April 25, 2006
From Rabbi Walter

In the cycle of Torah reading, we are headlong into Leviticus, the third book of the Torah. It is, on a week-to-week basis, the most challenging of the five books when attempting to read for contemporaneity. Its content is primarily, though not exclusively, a set of instructions to the priests who are Levites (thus the English name of the book) on the various kinds of sacrifices and how to offer them. Many are the Bar and Bat Mitzvah youngsters who have striven mightily with the text.

And, truth to tell, many are the rabbis who have struggled as well, yours truly included. In our ongoing desire to make not just some but all of Torah meaningful in the modern world, we often stretch beyond the normal limits to find meaning in any individual passage.

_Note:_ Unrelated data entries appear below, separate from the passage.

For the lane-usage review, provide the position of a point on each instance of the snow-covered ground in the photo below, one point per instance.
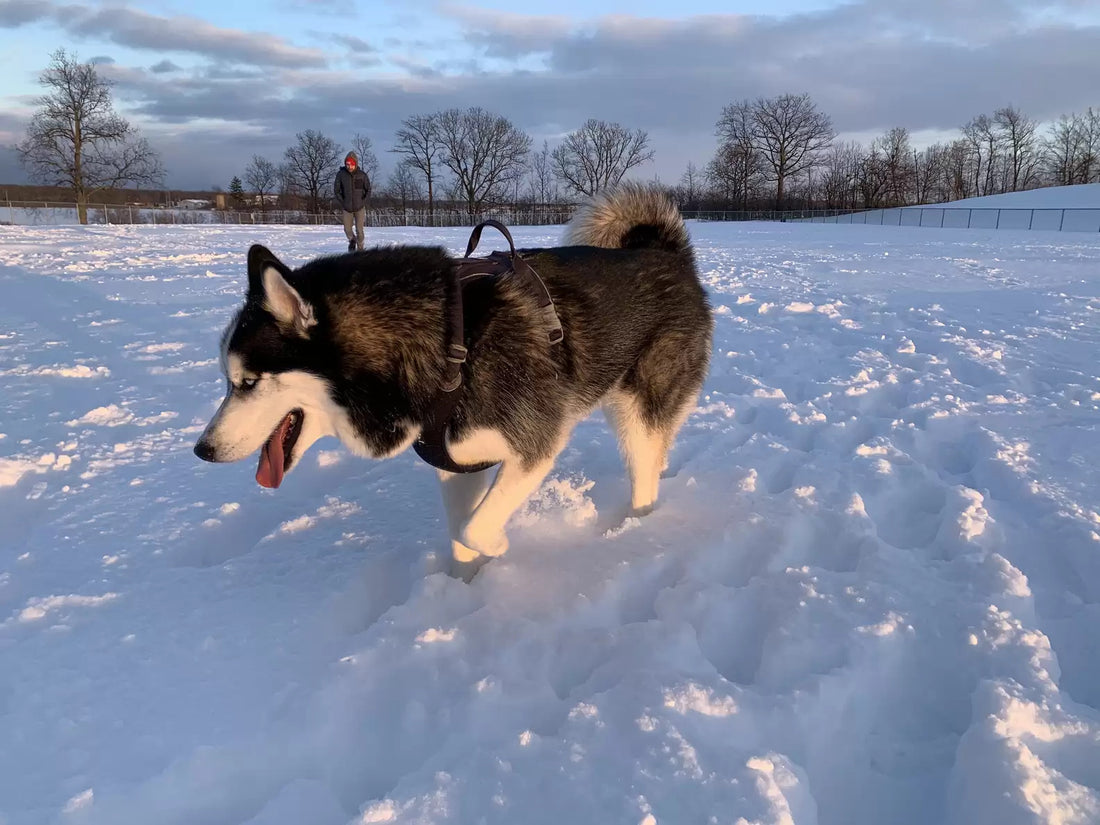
(870, 593)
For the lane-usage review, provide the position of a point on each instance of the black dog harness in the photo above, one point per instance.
(431, 444)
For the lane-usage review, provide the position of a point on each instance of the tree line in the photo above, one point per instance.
(774, 153)
(781, 152)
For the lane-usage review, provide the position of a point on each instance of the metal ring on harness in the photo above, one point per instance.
(431, 444)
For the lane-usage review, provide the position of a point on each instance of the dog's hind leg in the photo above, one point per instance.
(514, 483)
(462, 493)
(645, 449)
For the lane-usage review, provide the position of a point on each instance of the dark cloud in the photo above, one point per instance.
(136, 29)
(869, 65)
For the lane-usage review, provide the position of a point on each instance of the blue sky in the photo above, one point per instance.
(212, 83)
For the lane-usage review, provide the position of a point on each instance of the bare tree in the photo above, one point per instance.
(737, 167)
(790, 133)
(735, 174)
(1021, 146)
(598, 154)
(1065, 149)
(928, 168)
(541, 184)
(959, 164)
(986, 145)
(262, 177)
(893, 147)
(77, 140)
(1073, 149)
(367, 161)
(872, 178)
(404, 185)
(418, 141)
(311, 164)
(484, 151)
(840, 175)
(691, 187)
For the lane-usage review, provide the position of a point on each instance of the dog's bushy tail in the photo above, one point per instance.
(630, 216)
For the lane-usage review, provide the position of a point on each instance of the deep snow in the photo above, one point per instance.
(870, 592)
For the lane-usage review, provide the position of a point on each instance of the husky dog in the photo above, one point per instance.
(355, 347)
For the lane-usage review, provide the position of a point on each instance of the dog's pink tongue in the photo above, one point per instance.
(271, 470)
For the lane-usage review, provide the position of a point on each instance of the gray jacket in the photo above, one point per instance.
(352, 189)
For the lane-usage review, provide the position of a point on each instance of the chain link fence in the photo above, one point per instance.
(44, 213)
(1058, 220)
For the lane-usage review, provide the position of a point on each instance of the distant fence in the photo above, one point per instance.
(765, 215)
(1058, 220)
(40, 213)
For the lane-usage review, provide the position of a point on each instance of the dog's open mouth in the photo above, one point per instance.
(274, 457)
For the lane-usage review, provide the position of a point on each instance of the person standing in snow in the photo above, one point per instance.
(352, 189)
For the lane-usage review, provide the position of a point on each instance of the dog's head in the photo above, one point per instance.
(279, 397)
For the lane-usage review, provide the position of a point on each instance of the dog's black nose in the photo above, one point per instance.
(205, 450)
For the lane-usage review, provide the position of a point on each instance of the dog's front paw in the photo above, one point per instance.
(486, 545)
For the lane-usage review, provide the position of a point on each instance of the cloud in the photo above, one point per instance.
(14, 13)
(930, 65)
(136, 29)
(164, 67)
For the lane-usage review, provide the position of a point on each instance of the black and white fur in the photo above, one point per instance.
(353, 347)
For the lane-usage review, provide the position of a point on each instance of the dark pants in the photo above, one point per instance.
(359, 217)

But there is one thing about the book that bears no stretching at all, and that is meaning of sacrifice in biblical terms.

Unlike the English word sacrifice, the root of which is to make something sacred, the Hebrew word korban means to draw near. Our ancestors didn't offer up the animals as an attempt to make anything sacred; they did it because they believed it helped them draw close to God.

One of the reasons Judaism has survived over the millennia is our ability to adapt - to maintain our core values even as we have altered symbols.

What could be a more core value to the Jewish people than to attempt to draw close to God. When the Temple was destroyed, the rabbis realized that offering up animals no longer captured the essence of that value. And so they declared an end to all animal offerings.

While the specific replacement for the sacrificial service was the prayer service, the rabbis were aware that prayer alone is not the answer. It is really mitzvot that bring us closer to God, the mitzvah of prayer being but one. Reading the Book of Leviticus always reminds me that though the customs and traditions of Judaism have changed over the centuries, our core values have not. Through time we have grown those values to higher and deeper levels of human behavior, and even added to them. Through our rituals and through our behavior, we express our connection to Abraham and Sarah and declare ourselves inheritors of a divine covenant.

Whatever has changed, what we have never lost as a people is our desire to draw closer to God, whether by the ritual of offering animals thousand of years ago, or the rituals we practice today, or by our mitzvot, of tzedakah and gemilut chassadim - charity and deeds of loving kindness.

As we read the Book of Leviticus, I sincerely believe that this central message abides and still defines us as a people who strives to live in covenant with God.